Anton Suhartono · Sabtu, 14 Juli 2018 - 11:39 WIB

Petugas mengevakuasi korban luka dalam bom bunuh diri di Balochitan, Pakistan (Foto: AFP)

ISLAMABAD, iNews.id - Aksi bom bunuh diri di Pakistan pada Jumat (13/7/2018), hingga saat ini menewaskan 128 orang. Bom meledak saat kampanye pemilihan umum di Kota Mastung, Provinsi Balochitan.

Sebanyak 150 orang lainnnya mengalami luka. Ini merupakan serangan paling mematikan di Pakistan sejak 2014.

Pejabat keamanan setempat melaporkan, pelaku meledakkan diri di tengah kerumunan massa saat kampanye berlangsung.

Jurnalis lokal Attah Ullah menggambarkan banyak jenazah bergetakan di jalan dalam kondisi mengenaskan. Korban selamat dari maut menangis menahan sakit karena luka serta ketakutan.

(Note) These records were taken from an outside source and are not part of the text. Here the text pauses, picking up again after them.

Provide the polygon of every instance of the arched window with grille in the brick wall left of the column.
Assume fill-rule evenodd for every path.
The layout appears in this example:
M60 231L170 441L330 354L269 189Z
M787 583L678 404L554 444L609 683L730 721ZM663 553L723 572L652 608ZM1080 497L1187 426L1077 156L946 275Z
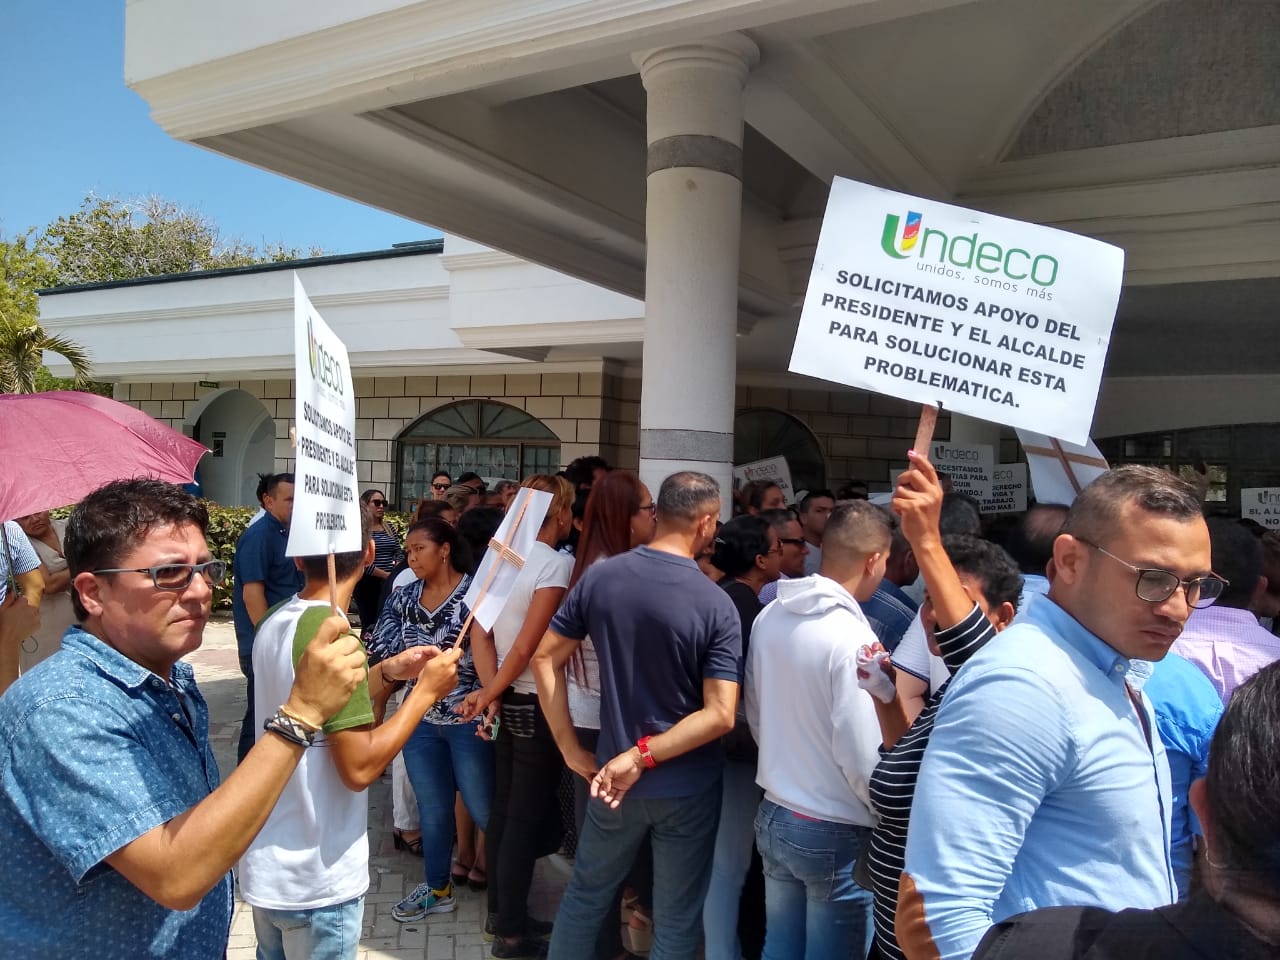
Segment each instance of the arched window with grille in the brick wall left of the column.
M396 438L398 506L430 495L431 474L474 471L489 483L554 474L559 438L525 411L488 399L458 401L433 410Z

Seorang aktivis partai, Salam baloch, mengungkapkan kerasnya suara ledakan sampai memekakkan telinga. Dia juga melihat bola api besar disertai asap tebal membumbung di udara.

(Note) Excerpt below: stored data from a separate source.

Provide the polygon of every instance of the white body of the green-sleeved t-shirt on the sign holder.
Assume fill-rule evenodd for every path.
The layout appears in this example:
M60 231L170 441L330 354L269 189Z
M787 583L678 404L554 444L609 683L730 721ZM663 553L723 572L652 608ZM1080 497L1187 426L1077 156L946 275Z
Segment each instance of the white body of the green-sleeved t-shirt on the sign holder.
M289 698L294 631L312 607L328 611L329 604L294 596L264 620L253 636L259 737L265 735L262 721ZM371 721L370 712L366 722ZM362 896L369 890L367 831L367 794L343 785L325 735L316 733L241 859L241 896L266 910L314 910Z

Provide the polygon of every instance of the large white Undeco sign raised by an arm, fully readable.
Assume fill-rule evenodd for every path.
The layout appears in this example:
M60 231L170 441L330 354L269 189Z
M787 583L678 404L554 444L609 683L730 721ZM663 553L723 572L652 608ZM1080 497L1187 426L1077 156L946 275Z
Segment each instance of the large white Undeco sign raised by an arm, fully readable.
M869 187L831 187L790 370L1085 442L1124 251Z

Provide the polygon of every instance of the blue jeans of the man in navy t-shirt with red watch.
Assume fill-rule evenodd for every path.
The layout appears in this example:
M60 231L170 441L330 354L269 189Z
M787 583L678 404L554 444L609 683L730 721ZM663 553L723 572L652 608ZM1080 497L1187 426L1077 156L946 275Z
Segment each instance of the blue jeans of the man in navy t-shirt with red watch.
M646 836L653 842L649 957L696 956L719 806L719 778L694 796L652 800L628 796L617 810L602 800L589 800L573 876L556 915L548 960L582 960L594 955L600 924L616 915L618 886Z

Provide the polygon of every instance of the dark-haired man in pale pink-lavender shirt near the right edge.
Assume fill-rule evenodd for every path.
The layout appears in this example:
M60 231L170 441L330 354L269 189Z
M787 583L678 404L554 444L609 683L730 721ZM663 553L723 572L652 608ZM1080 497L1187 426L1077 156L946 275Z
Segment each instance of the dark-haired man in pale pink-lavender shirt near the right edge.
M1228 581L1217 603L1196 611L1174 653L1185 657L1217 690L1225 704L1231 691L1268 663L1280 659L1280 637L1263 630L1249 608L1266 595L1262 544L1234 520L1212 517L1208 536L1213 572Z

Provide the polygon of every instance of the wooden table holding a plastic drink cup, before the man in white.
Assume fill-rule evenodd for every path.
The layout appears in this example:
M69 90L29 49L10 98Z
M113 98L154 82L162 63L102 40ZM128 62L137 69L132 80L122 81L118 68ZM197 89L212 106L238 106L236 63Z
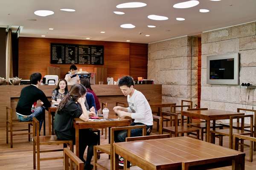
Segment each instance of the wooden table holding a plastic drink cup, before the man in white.
M118 116L108 116L109 119L117 119ZM99 117L99 119L103 119ZM131 124L131 119L120 118L119 120L105 120L105 121L88 121L84 122L79 118L75 118L73 122L73 127L76 129L76 155L79 156L79 129L89 129L89 128L105 128L105 127L121 127L121 126L129 126ZM110 134L110 128L108 130ZM109 135L110 136L110 135ZM110 142L110 137L109 137Z

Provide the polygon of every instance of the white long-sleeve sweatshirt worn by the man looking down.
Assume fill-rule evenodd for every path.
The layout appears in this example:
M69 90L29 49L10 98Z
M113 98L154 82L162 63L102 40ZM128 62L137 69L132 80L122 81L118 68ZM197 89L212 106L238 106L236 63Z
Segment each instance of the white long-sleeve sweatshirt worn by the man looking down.
M134 90L132 96L127 96L129 104L128 112L135 123L143 123L145 125L153 125L153 116L150 105L145 96L137 90Z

"Orang-orang meletakkan jasad dan korban luka di becak serta kendaraan lain lalu bergegas membawa mereka ke rumah sakit sebelum petugas penyelamat tiba," ujarnya, dikutip dari AFP, Sabtu (14/5/2018).

Pejabat pemerintahan Balochitan Agha Umar Bungalzai mengatakan, jumlah korban sudah mencapai 128 orang.

Menurut Bungalzai, di antara korban tewas adalah calon anggota parlemen dari Balochistan Awami Party (BAP), Siraj Raisani, yang akan maju merebut kursi parlemen provinsi.

Serangan ini merupakan yang paling berdarah sejak 2014. Saat itu militan Taliban menyerang sekolah di Pesawar menewaskan 150 orang, kebanyakan anak-anak.